Guinée
Deux leaders d'un collectif ayant organisé des manifestations qui ont fait cinq morts, selon le ministre de la Justice, ont été inculpés et écroués après être passés lundi devant un juge d'instruction d'un tribunal de la proche banlieue de Conakry.
Jeudi et vendredi, de sanglantes manifestations contre la junte, interdites par les autorités, ont fait "cinq morts (...) de nombreux blessés civils et militaires et d’importants dégâts matériels", selon un communiqué lundi de l'ancien procureur Alphonse Charles Wright, nommé début juillet Garde des Sceaux par la junte.
La junte présidée par le colonel Mamady Doumbouya, qui a renversé le 5 septembre le président Alpha Condé au pouvoir depuis plus de dix ans (2010-2021), a réquisitionné l'armée "pour le maintien de l'ordre", et procédé vendredi et samedi à des dizaines d'interpellations.
Parmi elles, celles d'Oumar Sylla alias Foniké Mangué et d'Ibrahima Diallo, deux leaders du Front national pour la défense de la Constitution (FNDC), coalition de partis, syndicats et organisations de la société civile à l'origine de la manifestation.
Les deux hommes, entendus dans l'après-midi par un juge d'instruction, ont été inculpés "de participation à un attroupement interdit, de pillages, de destruction de biens publics et privés, de coups et blessures volontaires" et écroués à la prison civile de Conakry.
Saïkou Yaya Barry, secrétaire exécutif de l'Union des forces républicaines (UFR) de l'ex-Premier ministre Sidya Touré, a lui aussi été inculpé et écroué. Neuf jeunes ont également été poursuivis pour les mêmes délits.

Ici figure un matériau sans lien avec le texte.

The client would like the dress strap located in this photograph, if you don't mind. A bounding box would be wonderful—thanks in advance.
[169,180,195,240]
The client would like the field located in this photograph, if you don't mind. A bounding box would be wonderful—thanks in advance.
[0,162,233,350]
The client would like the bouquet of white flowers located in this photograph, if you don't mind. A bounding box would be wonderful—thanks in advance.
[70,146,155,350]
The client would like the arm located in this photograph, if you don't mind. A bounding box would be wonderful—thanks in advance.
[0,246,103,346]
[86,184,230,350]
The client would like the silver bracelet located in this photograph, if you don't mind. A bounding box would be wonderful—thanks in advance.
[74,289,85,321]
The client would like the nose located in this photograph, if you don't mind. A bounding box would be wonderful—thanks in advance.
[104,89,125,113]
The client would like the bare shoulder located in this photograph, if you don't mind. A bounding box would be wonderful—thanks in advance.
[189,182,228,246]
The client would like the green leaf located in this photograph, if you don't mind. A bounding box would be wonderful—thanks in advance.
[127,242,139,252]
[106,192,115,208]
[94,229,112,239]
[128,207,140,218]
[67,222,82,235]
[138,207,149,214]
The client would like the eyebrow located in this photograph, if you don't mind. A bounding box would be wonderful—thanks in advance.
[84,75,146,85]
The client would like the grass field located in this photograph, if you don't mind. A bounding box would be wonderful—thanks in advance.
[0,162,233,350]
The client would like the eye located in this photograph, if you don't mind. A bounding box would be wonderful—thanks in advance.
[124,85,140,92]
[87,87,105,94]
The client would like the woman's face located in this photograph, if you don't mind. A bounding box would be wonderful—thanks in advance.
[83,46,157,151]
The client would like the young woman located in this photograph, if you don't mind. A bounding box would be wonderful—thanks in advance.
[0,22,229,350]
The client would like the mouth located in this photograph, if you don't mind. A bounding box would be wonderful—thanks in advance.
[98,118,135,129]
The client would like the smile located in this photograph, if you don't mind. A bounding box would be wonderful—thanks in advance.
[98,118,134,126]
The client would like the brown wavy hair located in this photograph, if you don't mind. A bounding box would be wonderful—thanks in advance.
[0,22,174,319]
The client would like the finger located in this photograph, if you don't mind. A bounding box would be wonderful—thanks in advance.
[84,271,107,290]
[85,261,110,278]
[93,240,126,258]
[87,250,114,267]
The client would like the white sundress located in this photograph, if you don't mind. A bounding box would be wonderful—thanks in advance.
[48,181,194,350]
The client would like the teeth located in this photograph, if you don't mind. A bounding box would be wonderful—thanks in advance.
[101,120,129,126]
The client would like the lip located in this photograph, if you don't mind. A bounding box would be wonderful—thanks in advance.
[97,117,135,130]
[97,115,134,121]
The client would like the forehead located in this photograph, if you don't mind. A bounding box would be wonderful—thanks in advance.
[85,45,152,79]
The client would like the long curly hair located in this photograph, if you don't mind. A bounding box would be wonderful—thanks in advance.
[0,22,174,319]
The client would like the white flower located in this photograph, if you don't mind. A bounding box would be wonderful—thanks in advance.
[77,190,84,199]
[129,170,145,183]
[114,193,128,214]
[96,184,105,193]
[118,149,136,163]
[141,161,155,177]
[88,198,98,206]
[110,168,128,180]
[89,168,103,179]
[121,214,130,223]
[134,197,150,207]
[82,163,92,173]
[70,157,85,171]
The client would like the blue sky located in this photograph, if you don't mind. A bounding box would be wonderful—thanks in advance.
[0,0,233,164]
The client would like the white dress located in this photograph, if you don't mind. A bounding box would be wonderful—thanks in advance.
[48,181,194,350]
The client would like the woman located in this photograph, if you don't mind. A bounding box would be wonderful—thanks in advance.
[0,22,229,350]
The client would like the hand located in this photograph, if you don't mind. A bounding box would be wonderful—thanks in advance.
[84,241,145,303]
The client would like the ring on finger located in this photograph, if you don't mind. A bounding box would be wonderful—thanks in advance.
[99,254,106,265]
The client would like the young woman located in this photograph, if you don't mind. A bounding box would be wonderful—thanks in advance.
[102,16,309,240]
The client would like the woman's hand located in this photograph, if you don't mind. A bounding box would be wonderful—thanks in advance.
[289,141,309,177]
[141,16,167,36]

Le procureur a requis lundi une peine de six mois de prison avec sursis et d'une amende de 500 000 fg (60 euros) contre chacun d'entre eux. Le FNDC a dénoncé "une énième provocation et l'instrumentalisation de la justice" par la junte.
Le collectif, qui avait appelé à un autre mouvement de contestation le 4 août sur tout le territoire pour dénoncer la "gestion unilatérale de la transition" par la junte, a suspendu samedi les manifestations pour une durée d'une semaine "à la demande expresse" du chef de l'État bissau-guinéen Umaro Sissoco Embalo, président en exercice de la Communauté économique des États d'Afrique de l'Ouest (CEDEAO).
La CEDEAO a par ailleurs appelé lundi dans un communiqué "les autorités guinéennes, la classe politique et la société civile à engager un dialogue inclusif afin de désamorcer la tension et de convenir d'un calendrier et de modalités raisonnables pour le rétablissement pacifique de l'ordre constitutionnel".
La veille, les "Forces vives de la nation", coalition de partis politiques, syndicats et organisations de la société civile, ont aussi exigé "l’ouverture immédiate d’un cadre de dialogue inclusif" et menacé de nouvelles manifestations à partir du 15 août 2022 sur toute l’étendue du territoire national.
S'exprimant jeudi à Bissau, Umaro Sissoco Embalo a assuré avoir convaincu la junte d'accélérer le retour à la démocratie de trois à deux ans, une information qui n'a pas été confirmée par les autorités guinéennes.